Representatives for the city did not respond to a request for comment, including on whether the new mayor will seek to tweak the camera program.
There are other ways to attain safer roads and even to structure fees associated with automated violations – in countries such as Norway, for instance, fines resulting from automated traffic cameras are tied to income, said Jones of the Fines and Fees Justice Center.
While that model has yet to catch on in the United States, concerns about equity are receiving rising policymaker recognition.
The federal government this year released traffic camera guidance with a particular focus on how to reduce such concerns related to penalties and site selection – and ensuring that safety and not revenue is the primary aim.

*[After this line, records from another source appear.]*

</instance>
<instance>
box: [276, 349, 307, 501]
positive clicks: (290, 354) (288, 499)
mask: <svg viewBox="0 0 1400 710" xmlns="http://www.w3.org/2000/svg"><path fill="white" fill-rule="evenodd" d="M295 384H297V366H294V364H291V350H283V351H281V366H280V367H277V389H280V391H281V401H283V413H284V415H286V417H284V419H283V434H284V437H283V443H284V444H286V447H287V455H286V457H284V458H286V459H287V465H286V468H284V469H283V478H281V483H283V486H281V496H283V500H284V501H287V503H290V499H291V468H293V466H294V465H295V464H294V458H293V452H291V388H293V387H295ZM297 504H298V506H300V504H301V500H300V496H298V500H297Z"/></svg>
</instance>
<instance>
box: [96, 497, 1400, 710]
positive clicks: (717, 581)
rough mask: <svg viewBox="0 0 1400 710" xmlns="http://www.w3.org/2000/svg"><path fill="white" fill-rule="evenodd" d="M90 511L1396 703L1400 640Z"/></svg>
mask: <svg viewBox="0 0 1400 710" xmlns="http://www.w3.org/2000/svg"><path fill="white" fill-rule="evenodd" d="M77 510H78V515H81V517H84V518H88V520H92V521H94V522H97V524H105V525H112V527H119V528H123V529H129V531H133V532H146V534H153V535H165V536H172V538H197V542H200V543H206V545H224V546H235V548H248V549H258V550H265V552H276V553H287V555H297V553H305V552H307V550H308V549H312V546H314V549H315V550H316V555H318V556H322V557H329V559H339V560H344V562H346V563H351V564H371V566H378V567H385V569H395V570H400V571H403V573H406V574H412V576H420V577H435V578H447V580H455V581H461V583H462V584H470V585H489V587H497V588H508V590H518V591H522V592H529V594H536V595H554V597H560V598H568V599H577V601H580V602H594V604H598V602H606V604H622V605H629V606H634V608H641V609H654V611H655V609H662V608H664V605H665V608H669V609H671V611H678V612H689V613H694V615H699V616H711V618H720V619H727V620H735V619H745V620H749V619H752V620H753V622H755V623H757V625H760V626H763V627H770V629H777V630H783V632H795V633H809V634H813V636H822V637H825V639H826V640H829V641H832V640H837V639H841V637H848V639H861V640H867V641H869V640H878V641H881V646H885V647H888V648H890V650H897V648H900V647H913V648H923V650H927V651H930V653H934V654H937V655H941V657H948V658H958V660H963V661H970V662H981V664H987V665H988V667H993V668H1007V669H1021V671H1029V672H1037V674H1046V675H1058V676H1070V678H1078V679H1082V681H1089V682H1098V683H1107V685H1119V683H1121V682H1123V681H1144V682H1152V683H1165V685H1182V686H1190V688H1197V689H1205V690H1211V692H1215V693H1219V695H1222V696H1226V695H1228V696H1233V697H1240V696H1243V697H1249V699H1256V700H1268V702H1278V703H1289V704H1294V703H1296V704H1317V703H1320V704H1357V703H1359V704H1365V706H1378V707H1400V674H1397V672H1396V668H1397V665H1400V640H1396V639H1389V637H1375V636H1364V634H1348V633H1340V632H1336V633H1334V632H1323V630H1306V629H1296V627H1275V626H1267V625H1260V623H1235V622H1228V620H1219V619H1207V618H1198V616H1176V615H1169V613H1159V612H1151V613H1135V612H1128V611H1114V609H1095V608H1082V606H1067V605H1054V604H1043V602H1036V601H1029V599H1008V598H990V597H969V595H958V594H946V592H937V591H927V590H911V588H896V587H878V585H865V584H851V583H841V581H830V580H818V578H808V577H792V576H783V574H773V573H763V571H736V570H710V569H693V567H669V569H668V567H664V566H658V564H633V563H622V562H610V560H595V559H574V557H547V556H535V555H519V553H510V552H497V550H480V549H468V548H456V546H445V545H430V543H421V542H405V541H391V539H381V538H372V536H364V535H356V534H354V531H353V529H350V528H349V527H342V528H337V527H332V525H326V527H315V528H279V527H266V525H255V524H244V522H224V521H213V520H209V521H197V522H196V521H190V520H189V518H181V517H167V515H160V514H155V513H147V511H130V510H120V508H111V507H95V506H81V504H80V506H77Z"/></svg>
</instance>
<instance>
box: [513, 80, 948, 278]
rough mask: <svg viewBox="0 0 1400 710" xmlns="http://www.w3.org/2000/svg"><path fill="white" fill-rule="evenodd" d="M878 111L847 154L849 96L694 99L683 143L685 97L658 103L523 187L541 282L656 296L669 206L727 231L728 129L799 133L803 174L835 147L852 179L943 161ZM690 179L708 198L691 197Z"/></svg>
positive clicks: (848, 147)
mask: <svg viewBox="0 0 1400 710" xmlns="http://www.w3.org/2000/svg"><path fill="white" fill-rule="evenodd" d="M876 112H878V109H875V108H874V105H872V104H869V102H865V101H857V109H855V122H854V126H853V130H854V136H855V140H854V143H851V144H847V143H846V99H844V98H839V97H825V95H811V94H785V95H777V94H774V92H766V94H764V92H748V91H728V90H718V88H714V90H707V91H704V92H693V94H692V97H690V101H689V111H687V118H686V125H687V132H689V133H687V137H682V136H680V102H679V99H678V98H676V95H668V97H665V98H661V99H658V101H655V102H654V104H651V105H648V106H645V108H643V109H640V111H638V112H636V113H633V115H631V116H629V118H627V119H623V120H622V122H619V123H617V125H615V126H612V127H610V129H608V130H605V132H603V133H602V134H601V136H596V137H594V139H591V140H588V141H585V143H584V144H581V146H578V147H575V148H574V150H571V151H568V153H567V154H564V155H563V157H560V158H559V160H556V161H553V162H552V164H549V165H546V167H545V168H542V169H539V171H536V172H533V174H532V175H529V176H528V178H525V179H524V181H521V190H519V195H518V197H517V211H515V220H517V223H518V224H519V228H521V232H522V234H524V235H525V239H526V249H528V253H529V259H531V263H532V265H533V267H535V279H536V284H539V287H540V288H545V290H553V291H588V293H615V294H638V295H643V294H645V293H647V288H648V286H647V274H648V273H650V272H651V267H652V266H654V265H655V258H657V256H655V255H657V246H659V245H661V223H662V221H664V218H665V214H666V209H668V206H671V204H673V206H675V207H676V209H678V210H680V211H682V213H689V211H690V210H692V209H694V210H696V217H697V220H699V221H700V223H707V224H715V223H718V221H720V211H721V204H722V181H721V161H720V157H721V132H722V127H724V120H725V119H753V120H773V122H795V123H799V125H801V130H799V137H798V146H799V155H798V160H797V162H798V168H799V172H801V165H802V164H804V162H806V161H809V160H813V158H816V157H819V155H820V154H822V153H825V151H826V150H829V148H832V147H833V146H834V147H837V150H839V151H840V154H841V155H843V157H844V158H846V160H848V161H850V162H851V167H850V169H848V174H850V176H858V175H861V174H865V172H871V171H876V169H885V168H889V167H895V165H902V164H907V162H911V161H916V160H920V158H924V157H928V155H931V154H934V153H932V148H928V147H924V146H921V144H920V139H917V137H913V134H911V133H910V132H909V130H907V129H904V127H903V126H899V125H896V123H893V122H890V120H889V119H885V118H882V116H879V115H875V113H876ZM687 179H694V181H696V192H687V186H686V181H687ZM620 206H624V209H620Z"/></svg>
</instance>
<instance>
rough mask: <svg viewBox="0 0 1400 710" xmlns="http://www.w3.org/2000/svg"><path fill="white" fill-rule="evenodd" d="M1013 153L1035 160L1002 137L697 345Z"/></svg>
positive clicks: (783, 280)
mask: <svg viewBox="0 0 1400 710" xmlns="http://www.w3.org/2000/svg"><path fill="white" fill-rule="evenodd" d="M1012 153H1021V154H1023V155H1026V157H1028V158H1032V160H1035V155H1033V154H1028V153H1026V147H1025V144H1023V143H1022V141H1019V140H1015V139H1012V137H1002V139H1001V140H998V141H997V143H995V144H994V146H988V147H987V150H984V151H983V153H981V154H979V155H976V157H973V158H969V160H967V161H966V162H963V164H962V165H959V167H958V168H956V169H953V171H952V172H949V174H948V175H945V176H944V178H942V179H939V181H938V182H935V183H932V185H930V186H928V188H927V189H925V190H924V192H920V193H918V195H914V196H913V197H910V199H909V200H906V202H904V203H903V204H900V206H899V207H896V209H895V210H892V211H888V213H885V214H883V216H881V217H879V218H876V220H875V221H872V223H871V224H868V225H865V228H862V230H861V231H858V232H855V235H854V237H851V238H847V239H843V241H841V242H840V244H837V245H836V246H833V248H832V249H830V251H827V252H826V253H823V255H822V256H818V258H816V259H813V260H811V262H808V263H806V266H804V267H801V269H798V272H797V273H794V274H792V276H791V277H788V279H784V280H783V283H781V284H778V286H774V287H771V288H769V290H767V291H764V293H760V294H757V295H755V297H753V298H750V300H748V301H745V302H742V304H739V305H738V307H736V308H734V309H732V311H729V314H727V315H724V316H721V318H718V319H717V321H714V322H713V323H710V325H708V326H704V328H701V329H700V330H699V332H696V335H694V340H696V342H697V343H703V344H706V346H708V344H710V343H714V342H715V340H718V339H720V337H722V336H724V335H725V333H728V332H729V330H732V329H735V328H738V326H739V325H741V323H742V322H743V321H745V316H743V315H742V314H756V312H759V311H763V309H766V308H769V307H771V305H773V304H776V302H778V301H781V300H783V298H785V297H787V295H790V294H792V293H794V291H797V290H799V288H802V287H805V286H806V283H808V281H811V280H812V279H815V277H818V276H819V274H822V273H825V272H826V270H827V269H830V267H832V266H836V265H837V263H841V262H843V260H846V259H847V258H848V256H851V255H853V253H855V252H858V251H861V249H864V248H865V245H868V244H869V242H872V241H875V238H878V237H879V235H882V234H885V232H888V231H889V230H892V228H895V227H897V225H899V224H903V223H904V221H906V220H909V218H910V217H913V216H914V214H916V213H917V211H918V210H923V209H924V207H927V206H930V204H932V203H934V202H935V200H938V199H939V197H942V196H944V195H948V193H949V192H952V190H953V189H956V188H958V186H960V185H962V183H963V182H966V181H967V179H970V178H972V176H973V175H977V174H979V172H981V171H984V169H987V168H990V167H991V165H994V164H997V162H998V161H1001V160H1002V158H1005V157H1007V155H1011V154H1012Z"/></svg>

Local officials have also moved to put in place new safeguards – including in Washington, where the mayor in March created a task force to study how to make penalties more equitable, with an initial report due next month.
The city's chief equity officer, Amber Hewitt, and traffic safety official Charlie Willson said that some of the city's "high-injury" streets cut through Black and low-income communities, "in part due to the historical legacies of discriminatory policies like redlining".
Speed cameras have decreased injury-causing crashes by 30%, they added in emailed comments.
Traffic cameras can play an important role in getting drivers to slow down, but they should be a later resort and used temporarily, said Leah Shahum, founder and director of the Vision Zero Network, a nonprofit that helps communities try to eliminate traffic fatalities.
She notes opportunities for changed road design, lowered speeds and even cars that can automatically respond to set road speeds – and says there is rising momentum on each, as well as on recognizing the potentially negative impacts of traffic cameras.
"The traditional roadway safety community has not been as focused on equity impacts in roadway safety work, but that's changing," Shahum said.
"The goal isn't the camera program – the goal is not to need the camera program anymore."